At workshops, “a whole bunch of them show up and they don’t want to stop,” Anoee said. “They will take over the film society in the future, we are confident of that.”

The group gets money and equipment from the hamlet, the school and the government. Often, group meetings will take place at the school, the college, the hamlet or the visitor’s centre.

During those weekly meetings, the society members plan short videos, some on sewing and other traditional activities.
But the Arviat Film Society doesn’t shy away from addressing social issues.

At one of the weekly meetings, one of the group members said they should focus on anti-bullying or anti-suicide videos.

“That was very deep. We didn’t expect that,” Anoee said.

The kids talked about their past experiences with bullying and “it’s very prevalent everywhere and it’s a big thing here too,” he said.

And some more reserved youth have become more confident and aren’t afraid of getting behind the camera.

“We were listening to them speak from their heart about their experiences of being bullied,” Anoee said.

Jordan Konek, vice-president of the society, says the group’s current work is “only the beginning.”

“Nunavut is a growing community, and all these people are going to start coming to Nunavut, and these productions that we are doing could result in more jobs,” he said.

Konek, 24, who is also a member of the Nanisiniq group, says the society’s films could be used for archival videos in the future. “It’s going to help people in Arviat,” he said.

“We had some videos that we wanted to show to [Arviat] and we thought maybe through the co-op we could get a channel. After about two years of trying to get attention, we finally got it,” he said.

A lot of what the society does is for young people to have something to do, he said.

“We have done some interviews in the past, we will eventually find a way to come up with these new videos for the future.”

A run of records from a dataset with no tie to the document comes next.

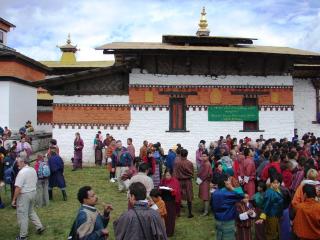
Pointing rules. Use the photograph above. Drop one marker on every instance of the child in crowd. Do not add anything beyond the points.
(246, 214)
(260, 230)
(160, 205)
(272, 208)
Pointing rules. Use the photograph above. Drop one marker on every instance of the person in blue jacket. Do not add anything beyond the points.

And each time a person uses a camera or does some editing, they learn something new, Konek said.

One of the biggest goals of the Arviat Film Society is that Arviat will see the group’s work and be proud of it.

“Knowing that it’s going to be shown on the co-op channel, it gives them a lot of pride,” Anoee said.

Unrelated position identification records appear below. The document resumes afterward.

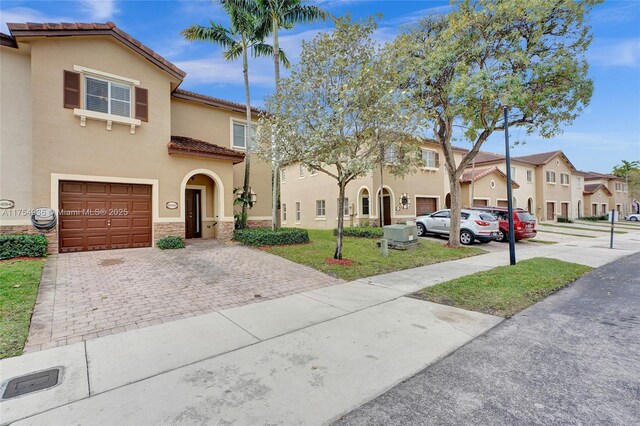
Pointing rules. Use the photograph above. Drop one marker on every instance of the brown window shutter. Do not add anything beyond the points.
(142, 104)
(71, 89)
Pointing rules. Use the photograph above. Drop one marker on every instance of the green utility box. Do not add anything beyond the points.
(400, 236)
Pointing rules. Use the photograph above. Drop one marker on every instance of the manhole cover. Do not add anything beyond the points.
(31, 383)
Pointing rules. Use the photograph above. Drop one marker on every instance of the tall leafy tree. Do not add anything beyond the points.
(245, 35)
(458, 66)
(330, 114)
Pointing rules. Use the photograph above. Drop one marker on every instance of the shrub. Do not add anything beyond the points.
(361, 232)
(268, 237)
(170, 242)
(22, 245)
(595, 218)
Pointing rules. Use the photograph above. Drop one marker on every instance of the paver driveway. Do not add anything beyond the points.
(91, 294)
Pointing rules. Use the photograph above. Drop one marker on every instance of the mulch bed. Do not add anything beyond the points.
(341, 262)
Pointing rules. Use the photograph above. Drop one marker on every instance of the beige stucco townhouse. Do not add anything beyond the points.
(94, 126)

The society is truly a community effort, said another volunteer, Jamie Bell.

“Arviat’s always been a media-savvy community,” he said.

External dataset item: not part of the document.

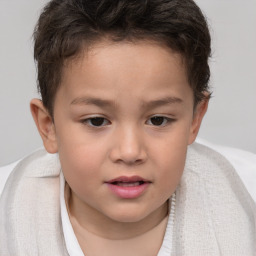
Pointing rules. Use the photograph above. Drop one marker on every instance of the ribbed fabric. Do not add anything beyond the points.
(214, 215)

“You could hear a pin drop in the room while talking with some of the elders about some of the traditional knowledge stuff and some of the oral histories that they are collecting in the community.”

Bell said that a lot of parents and educators “really wanted to take what Nanisiniq was doing and make sure that that would grow, they didn’t want it to end.”

However, he acknowledged that a lack of bandwidth in Nunavut does limit the group in what they can broadcast or stream online.

But “with the co-op stepping up it kind of completes the puzzle,” Anoee said.